Considering the circumstances of this case, I agree that the refusal to strike Ms. Driggers is not reversible error, but I also agree with Judge Sognier's disapproval of the practice. What saves it here are these combined facts: the juror stated with assurance that she could be fair and impartial, that she did not discuss the case with her father, and that she knew nothing about it prior to trial; the deputy sheriff played on a peripheral part in the case by assisting in the arrest, and he did not testify, so his credibility was not called in question; defendant does not suggest that the deputy sheriff would have been called as an adverse witness regarding what occurred during the arrest, had his daughter not been on the jury. Finally, the "ifs" and "supposes" hypothesized in the voir dire questions which brought out the potential of a biased consideration of the case were not present. That is, the juror's father had not discussed the case with her or indicated any interest in it, and he did not testify so that any bias she might have towards his credibility was never called into play.
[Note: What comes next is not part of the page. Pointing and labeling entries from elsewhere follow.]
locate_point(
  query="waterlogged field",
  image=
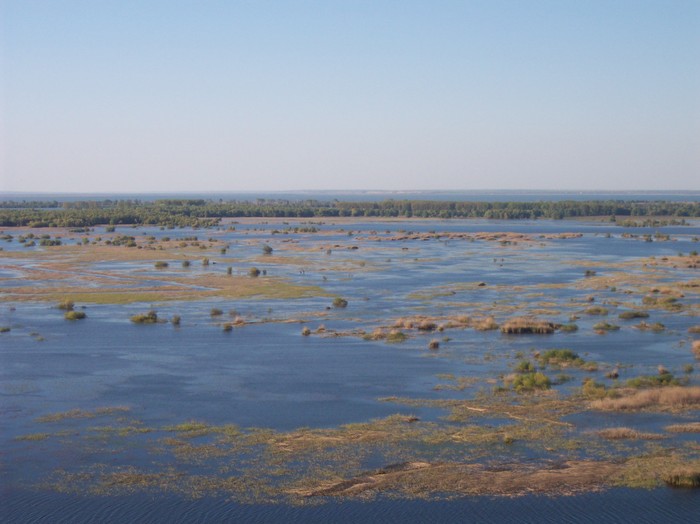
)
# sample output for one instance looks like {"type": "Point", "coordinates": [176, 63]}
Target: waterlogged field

The trial court was able to observe this juror, and it carefully weighed the matter, even indicating that it pondered the challenge overnight.
In keeping with Judge Sognier's statement, we should beware of approaching the fine line when it comes to assuring that the members of the jury are fair and impartial, as guaranteed by Ga. Const. 1983, Art. I, Sec. I, Par. XI, especially since that assurance is incapable of exactitude in the first place, given the constraints of communication and the ability to ascertain men's minds.
Compare Bass v. State, 183 Ga. App. 349 (358 SE2d 837) (1987).
James L. Wiggins, District Attorney, Michael T. Solis, Assistant District Attorney, for appellee.